Suppliers have a say! increase

In the Ley de Curas legislation, the electronic visit verification mandate requires states to consult providers we have a solution and that the the solution is “minimally onerous”. Let’s say you’ve already spent time, money, and energy building a software solution for your business, including EVV. It works for you, and now you don’t even have to think about it.

What if I suddenly had to change EVV providers? Now you need to get all the data from your current EVV system and migrate it to the new EVV! What if the new mandatory EVV is unreliable and frequently breaks (a common complaint from many providers in the one-provider mandatory state)? Not to mention, this will cause many wasted hours of training time for your staff to learn a new system.

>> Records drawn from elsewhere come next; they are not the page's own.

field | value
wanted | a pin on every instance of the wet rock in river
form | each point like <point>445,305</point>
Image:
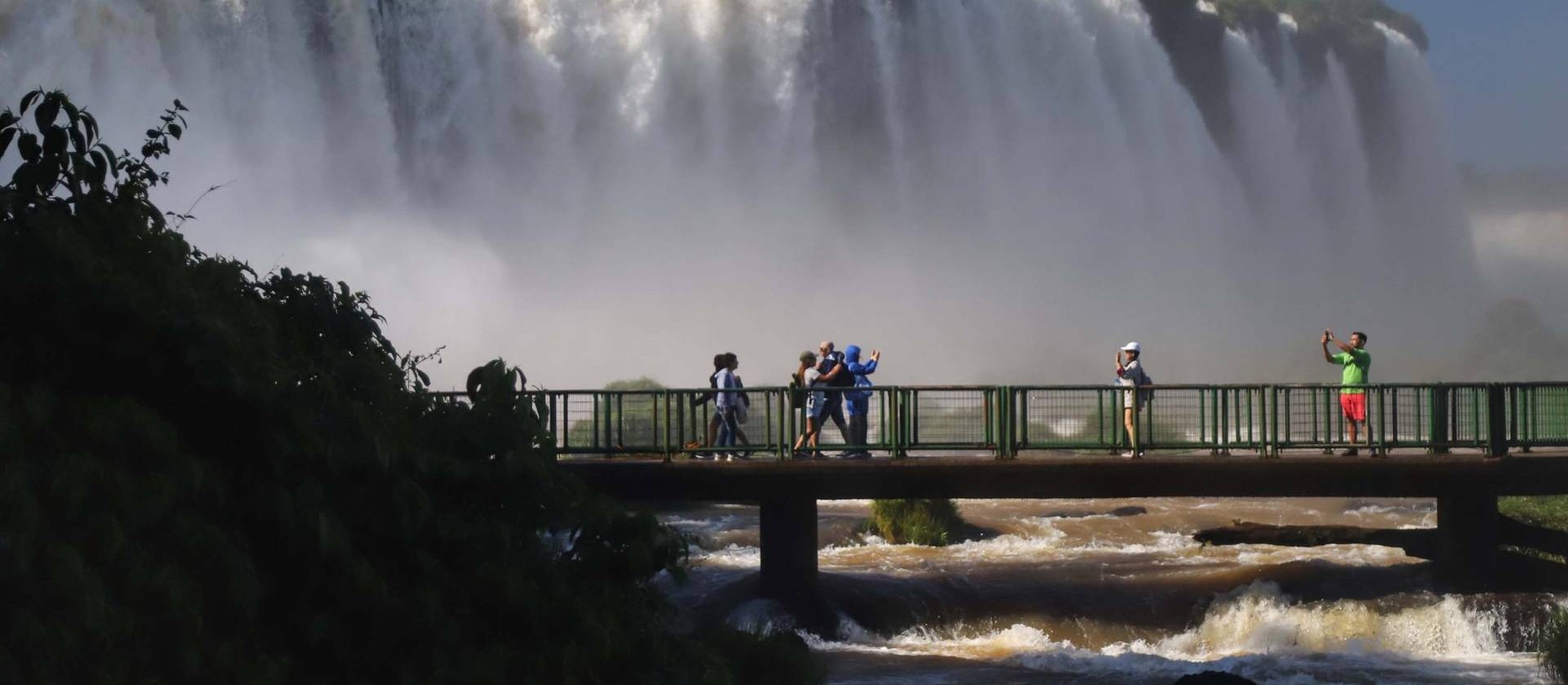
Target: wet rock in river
<point>1214,678</point>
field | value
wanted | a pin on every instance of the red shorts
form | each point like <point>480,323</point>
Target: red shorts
<point>1355,407</point>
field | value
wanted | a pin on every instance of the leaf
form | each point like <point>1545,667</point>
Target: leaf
<point>29,146</point>
<point>56,140</point>
<point>99,168</point>
<point>30,99</point>
<point>47,112</point>
<point>109,154</point>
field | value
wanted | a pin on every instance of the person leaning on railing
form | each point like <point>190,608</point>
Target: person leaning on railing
<point>720,363</point>
<point>1131,375</point>
<point>1352,381</point>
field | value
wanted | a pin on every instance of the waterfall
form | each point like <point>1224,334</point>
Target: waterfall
<point>492,170</point>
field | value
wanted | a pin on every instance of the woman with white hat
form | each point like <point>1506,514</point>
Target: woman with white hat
<point>1131,375</point>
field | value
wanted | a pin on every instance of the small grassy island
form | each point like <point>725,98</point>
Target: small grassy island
<point>929,523</point>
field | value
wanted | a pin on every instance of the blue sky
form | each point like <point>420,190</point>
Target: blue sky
<point>1503,66</point>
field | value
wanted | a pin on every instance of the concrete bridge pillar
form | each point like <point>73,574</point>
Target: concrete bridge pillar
<point>789,548</point>
<point>1468,540</point>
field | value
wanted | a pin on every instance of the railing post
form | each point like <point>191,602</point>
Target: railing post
<point>1496,420</point>
<point>666,397</point>
<point>1021,420</point>
<point>1438,420</point>
<point>1272,434</point>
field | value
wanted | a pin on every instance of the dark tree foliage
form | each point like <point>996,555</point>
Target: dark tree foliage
<point>211,475</point>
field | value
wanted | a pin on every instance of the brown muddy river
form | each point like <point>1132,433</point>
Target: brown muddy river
<point>1117,591</point>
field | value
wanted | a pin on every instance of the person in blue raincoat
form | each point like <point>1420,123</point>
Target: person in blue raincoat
<point>858,402</point>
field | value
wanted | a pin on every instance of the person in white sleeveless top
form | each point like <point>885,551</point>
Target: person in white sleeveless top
<point>1131,375</point>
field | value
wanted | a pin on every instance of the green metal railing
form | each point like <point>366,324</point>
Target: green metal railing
<point>1004,420</point>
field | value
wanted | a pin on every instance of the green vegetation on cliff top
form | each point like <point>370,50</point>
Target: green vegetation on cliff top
<point>1349,20</point>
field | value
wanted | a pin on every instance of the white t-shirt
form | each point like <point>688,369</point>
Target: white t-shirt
<point>1133,373</point>
<point>813,376</point>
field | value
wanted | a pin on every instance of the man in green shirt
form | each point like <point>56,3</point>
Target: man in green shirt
<point>1352,392</point>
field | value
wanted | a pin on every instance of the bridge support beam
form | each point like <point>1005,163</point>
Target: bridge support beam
<point>1468,540</point>
<point>789,549</point>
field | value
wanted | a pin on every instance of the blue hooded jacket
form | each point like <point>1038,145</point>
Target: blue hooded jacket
<point>858,402</point>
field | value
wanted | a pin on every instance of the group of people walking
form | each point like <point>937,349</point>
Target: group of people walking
<point>831,383</point>
<point>835,386</point>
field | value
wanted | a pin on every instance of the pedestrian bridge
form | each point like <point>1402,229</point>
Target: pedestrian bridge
<point>1010,420</point>
<point>1462,444</point>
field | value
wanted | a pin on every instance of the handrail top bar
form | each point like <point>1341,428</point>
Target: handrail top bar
<point>1159,386</point>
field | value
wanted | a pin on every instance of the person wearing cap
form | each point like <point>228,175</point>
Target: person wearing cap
<point>1131,373</point>
<point>835,375</point>
<point>1352,381</point>
<point>808,378</point>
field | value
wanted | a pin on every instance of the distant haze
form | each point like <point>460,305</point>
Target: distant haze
<point>990,192</point>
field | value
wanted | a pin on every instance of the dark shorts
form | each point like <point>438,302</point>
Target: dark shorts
<point>1355,407</point>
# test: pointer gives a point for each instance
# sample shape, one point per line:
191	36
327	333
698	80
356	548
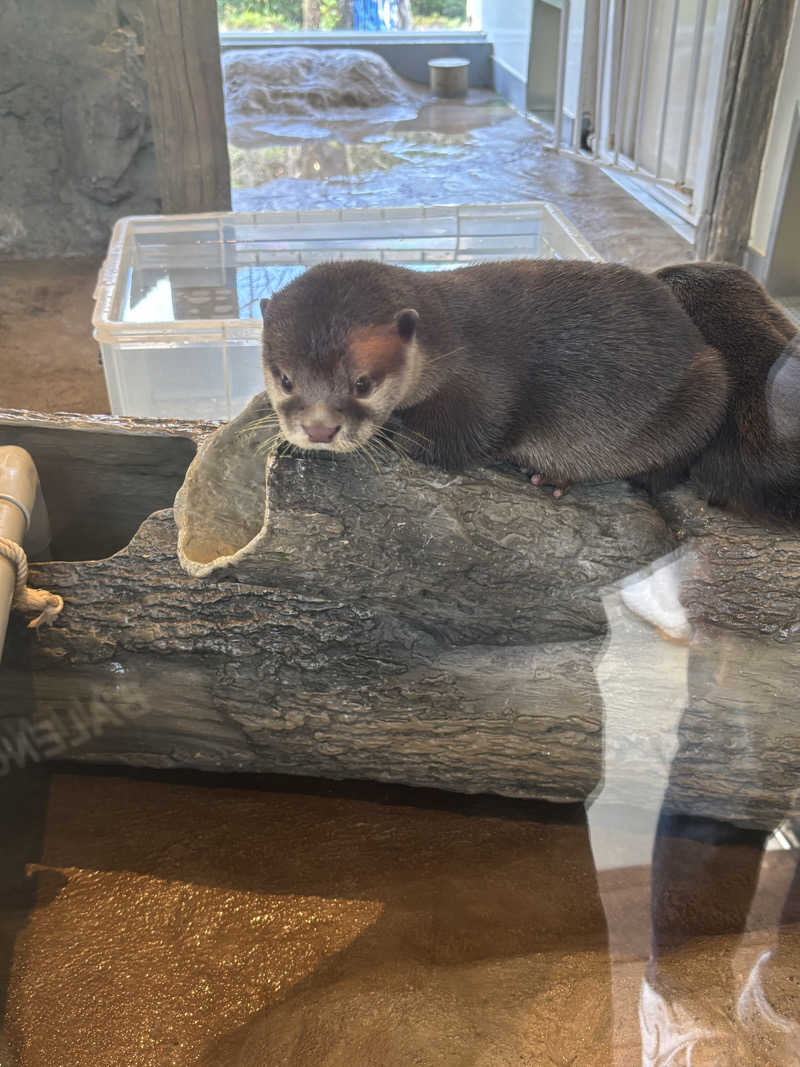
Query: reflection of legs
770	1001
704	878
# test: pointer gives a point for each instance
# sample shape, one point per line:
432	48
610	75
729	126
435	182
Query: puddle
448	152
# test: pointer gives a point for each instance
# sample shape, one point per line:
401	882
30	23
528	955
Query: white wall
508	26
774	156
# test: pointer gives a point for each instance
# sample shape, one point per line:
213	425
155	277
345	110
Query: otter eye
286	382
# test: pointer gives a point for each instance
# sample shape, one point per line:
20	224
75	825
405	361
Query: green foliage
438	9
260	14
288	14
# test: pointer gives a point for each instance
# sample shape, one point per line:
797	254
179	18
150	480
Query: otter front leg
559	488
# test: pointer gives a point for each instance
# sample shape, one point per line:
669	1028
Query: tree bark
187	105
403	624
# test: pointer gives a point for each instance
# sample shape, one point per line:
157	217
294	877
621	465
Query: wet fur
752	463
579	370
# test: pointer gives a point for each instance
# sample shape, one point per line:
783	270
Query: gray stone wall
76	147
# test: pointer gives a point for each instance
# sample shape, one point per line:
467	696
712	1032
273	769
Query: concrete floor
182	921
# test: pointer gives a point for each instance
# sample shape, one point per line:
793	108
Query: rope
49	605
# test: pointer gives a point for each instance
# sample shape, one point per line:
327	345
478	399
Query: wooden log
403	624
187	105
756	49
400	624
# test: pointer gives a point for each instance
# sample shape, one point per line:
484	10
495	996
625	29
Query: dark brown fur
752	463
580	370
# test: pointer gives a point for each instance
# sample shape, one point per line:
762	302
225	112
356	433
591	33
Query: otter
752	462
573	370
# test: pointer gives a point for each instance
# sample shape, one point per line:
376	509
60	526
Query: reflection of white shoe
672	1036
656	600
755	1012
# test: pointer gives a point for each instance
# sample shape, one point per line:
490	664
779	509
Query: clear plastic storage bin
177	301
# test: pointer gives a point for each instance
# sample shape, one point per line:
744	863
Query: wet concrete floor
478	150
293	922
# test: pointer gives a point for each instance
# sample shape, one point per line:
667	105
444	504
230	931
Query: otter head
334	381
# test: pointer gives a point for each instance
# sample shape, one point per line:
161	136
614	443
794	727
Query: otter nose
321	433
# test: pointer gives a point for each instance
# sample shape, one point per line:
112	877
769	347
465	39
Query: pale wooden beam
187	105
755	61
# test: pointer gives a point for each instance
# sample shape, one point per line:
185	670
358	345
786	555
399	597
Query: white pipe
562	42
21	509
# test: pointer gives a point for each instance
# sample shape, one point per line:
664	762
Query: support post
187	105
755	61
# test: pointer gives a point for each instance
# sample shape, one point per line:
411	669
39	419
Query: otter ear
405	322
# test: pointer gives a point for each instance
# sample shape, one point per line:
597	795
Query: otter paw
559	488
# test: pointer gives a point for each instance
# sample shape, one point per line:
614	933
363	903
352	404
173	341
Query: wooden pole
187	105
754	65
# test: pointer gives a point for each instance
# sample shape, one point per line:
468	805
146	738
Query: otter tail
752	464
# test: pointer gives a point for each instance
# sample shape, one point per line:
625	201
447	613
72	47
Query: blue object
374	15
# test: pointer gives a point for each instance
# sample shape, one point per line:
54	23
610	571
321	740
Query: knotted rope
49	605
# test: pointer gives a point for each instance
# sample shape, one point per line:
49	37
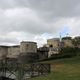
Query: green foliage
63	69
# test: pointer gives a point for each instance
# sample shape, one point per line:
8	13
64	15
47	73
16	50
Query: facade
15	51
67	42
53	45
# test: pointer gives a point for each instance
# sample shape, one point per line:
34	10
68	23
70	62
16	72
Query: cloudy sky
38	20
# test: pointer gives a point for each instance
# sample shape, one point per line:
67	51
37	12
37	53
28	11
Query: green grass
63	69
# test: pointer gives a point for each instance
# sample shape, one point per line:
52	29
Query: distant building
67	42
53	45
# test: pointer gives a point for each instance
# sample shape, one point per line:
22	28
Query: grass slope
63	69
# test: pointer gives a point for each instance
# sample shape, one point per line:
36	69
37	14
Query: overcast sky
38	20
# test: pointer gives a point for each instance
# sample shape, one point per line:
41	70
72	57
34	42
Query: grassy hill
63	69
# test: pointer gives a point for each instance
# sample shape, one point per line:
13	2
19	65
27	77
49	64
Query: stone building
13	51
67	42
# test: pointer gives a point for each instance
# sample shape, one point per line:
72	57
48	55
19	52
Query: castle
52	47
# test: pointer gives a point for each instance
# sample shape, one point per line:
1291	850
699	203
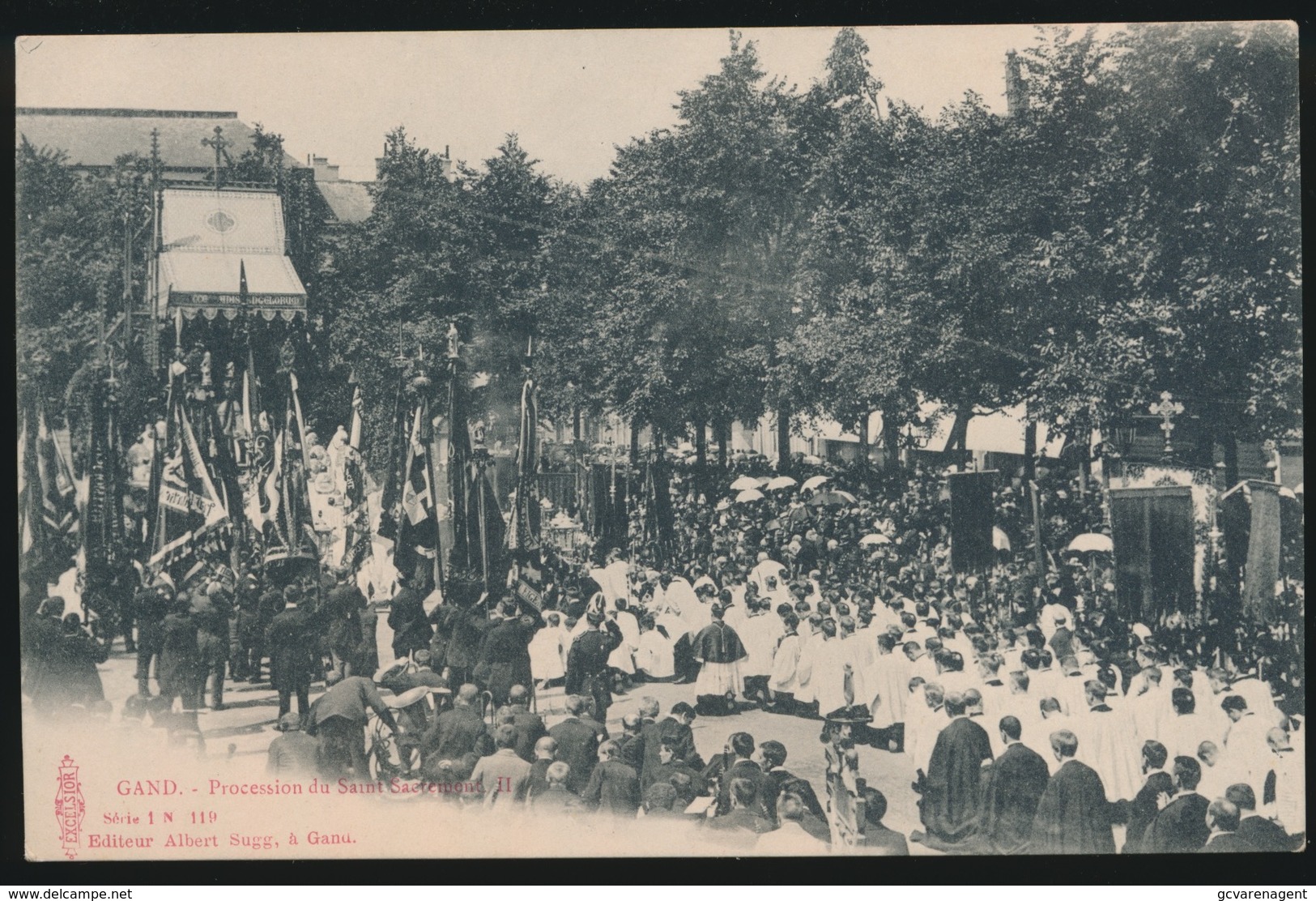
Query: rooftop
96	137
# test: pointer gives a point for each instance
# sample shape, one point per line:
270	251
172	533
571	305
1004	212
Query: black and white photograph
661	443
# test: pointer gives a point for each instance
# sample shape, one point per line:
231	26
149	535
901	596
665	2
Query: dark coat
456	732
1178	829
407	619
1073	816
614	788
684	749
1144	809
952	799
505	658
1014	787
530	730
578	747
1227	843
291	643
181	656
1265	834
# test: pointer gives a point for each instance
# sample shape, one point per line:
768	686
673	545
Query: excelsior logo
70	806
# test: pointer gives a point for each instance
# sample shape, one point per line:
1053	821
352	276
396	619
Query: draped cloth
1073	816
1014	785
952	801
719	648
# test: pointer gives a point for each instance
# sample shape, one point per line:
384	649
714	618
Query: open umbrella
1091	543
999	539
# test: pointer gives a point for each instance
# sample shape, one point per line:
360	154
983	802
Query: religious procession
844	513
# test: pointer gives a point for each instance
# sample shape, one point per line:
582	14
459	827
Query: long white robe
547	652
786	658
888	680
1107	745
758	634
654	656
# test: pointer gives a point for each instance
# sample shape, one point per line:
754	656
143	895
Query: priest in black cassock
1182	823
1014	787
952	795
719	648
1073	816
587	661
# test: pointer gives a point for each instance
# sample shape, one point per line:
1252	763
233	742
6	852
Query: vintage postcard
642	443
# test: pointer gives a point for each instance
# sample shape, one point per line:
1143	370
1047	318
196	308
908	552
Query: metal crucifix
219	143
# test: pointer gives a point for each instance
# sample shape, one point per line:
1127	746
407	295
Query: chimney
1016	91
324	170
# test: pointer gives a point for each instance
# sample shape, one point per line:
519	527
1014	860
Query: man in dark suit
587	661
1182	823
675	730
884	842
291	643
545	755
1144	808
741	826
735	763
1223	821
578	745
778	780
614	787
1012	788
1259	831
530	728
458	732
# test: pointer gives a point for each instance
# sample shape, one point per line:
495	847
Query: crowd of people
1029	714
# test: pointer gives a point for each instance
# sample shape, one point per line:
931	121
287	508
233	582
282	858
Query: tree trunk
1231	444
891	440
1029	450
783	439
701	455
863	439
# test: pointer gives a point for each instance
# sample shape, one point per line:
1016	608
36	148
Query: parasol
1091	543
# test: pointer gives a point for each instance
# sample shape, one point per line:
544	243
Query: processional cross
219	143
1166	408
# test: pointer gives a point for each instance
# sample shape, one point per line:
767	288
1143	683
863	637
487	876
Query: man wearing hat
294	753
291	642
587	661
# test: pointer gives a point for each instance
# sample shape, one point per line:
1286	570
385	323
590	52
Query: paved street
242	732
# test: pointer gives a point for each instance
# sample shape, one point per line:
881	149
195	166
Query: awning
210	284
210	239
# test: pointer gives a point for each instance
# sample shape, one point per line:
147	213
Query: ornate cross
219	143
1166	408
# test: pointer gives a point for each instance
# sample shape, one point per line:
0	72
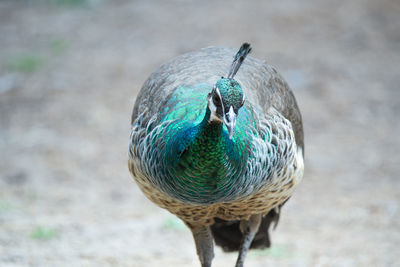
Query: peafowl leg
204	244
249	229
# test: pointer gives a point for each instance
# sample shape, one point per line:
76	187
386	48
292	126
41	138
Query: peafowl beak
230	121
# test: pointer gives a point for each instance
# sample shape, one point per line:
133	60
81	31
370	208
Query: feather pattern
183	154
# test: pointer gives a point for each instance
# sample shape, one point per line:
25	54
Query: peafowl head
227	96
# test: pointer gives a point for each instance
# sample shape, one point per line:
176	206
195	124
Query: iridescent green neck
206	165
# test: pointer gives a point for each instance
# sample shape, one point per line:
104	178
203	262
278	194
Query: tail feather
227	234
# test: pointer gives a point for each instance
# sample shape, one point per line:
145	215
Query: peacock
221	152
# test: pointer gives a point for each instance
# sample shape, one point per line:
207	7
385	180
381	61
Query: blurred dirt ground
69	74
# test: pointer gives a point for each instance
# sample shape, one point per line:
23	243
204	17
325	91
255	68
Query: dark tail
227	234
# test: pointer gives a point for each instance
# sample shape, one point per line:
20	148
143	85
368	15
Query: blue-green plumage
216	151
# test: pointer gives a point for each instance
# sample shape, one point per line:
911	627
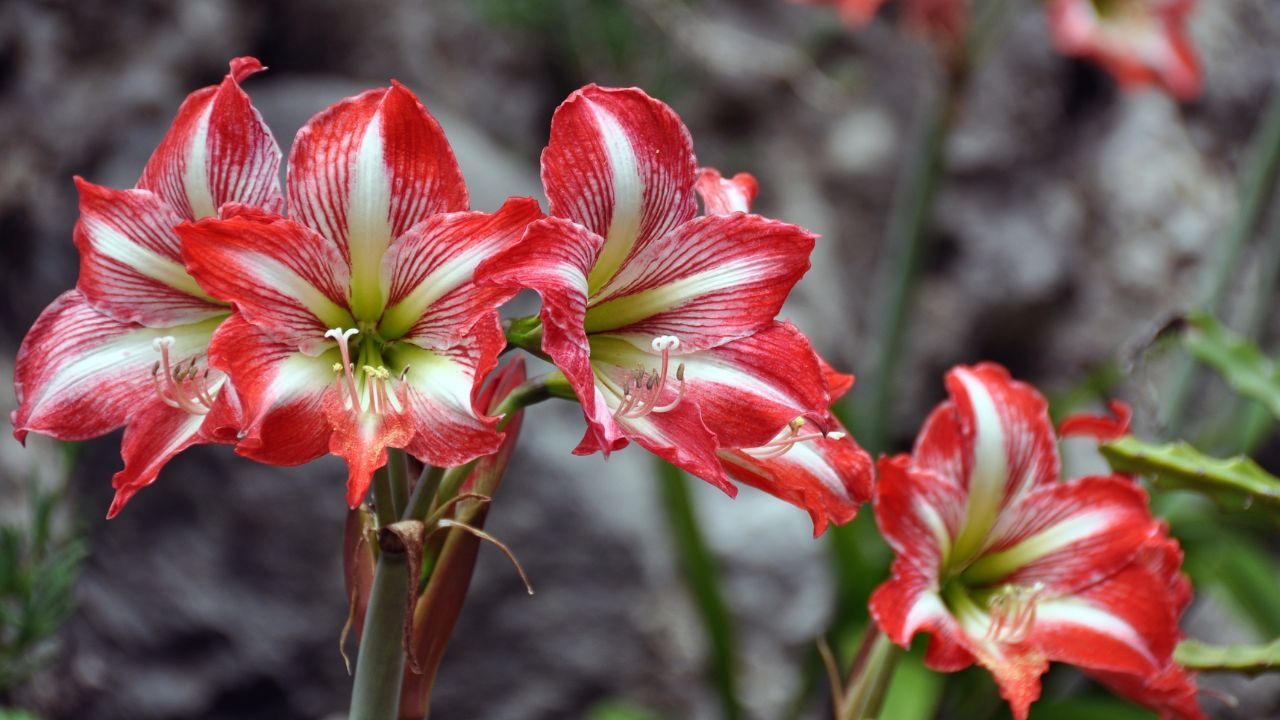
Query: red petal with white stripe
621	164
282	393
218	150
283	277
554	259
440	387
430	272
368	169
81	374
154	436
131	261
722	196
830	478
705	282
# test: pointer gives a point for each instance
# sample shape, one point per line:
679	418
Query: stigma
643	390
182	387
790	437
378	396
1013	613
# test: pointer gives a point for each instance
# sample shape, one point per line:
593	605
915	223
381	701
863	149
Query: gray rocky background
1074	220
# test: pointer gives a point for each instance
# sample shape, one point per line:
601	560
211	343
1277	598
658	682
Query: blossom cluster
357	309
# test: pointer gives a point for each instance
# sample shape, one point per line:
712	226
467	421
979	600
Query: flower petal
621	164
440	384
283	277
365	171
1068	536
992	440
746	391
830	478
918	513
708	281
218	150
282	393
131	261
154	436
81	373
430	270
553	259
723	196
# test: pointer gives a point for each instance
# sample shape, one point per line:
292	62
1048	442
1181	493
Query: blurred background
1072	223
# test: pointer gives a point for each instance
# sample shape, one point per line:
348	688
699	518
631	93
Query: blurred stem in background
702	577
380	661
40	561
1257	183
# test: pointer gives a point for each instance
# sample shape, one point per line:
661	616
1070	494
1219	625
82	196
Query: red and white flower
663	320
1139	41
128	346
1009	566
359	326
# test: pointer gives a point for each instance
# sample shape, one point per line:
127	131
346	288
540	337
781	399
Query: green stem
424	493
699	570
380	662
904	247
871	675
1257	185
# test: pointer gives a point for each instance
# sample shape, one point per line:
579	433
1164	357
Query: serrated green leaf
1246	368
1235	482
1229	659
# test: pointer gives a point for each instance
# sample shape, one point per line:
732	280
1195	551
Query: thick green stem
871	675
380	662
698	568
1256	187
904	247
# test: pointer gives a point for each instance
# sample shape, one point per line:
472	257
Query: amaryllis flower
129	343
1139	41
357	324
663	320
1009	566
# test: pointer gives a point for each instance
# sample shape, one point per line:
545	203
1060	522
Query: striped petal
283	277
282	393
745	391
364	172
1068	536
156	433
430	272
553	259
827	477
708	281
218	150
992	440
131	260
722	196
440	384
621	164
81	374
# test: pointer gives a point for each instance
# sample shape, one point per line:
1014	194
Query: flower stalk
380	661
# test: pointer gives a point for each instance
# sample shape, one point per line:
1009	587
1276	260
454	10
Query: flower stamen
789	438
182	387
1013	613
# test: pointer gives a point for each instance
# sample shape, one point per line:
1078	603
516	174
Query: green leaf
1235	482
1246	368
1229	659
702	575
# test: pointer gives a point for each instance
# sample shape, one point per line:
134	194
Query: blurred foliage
702	575
39	568
1249	373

You are called to have a voice on this issue in your state. Contact your associations and legislators to let them know that a choice-of-vendor solution is best for everyone involved.

Don’t fight EVV, embrace it

Some providers have balked at the idea of ​​EVV, and like it or not, it’s coming. However, it is not a bad thing and can actually make your business more profitable and efficient.

EVV allows you to automatically eliminate paper timesheets, record visits, and create billing/payroll data with the push of a button. Plus, if an audit comes your way, you won’t have to worry about digging up piles of paper, you can simply download your data in minutes.

Most providers that use EVV find ways to save hours of administrative time, reduce overpayments, and find ways to increase revenue. So embrace technology, it’s good for you.

What types of EVV technologies are there?

Originally, EVV started as a landline technology that recorded the time of entry and exit of the customer’s home. That method is still widely used today. However, with the advent of smartphones, more and more visits are verified through smartphones using GPS location. This is by far the fastest growing method. Also, computers and tablets can be used for verified visits.

Additional technologies include triangulation of non-smartphone cellular services, fixed device registrations, and now voice bot registrations. The no-smartphone method occurs when a caregiver calls on a non-smartphone phone and then cell phone carriers use the towers to locate where the caregiver is. With a fixed device, some areas don’t have cell service or landlines, so caregivers will scan a barcode, record a number, or scan an RFID card to clock in and out.

  • Telephony
  • GPS-smartphone
  • mobile phone triangulation
  • Computer or tablet
  • fixed base
  • voice bot

While you may not need all of these technologies, some states require multiple technologies in an EVV solution. Make sure there is, at a minimum, phone and mobile visit verification in your EVV solution.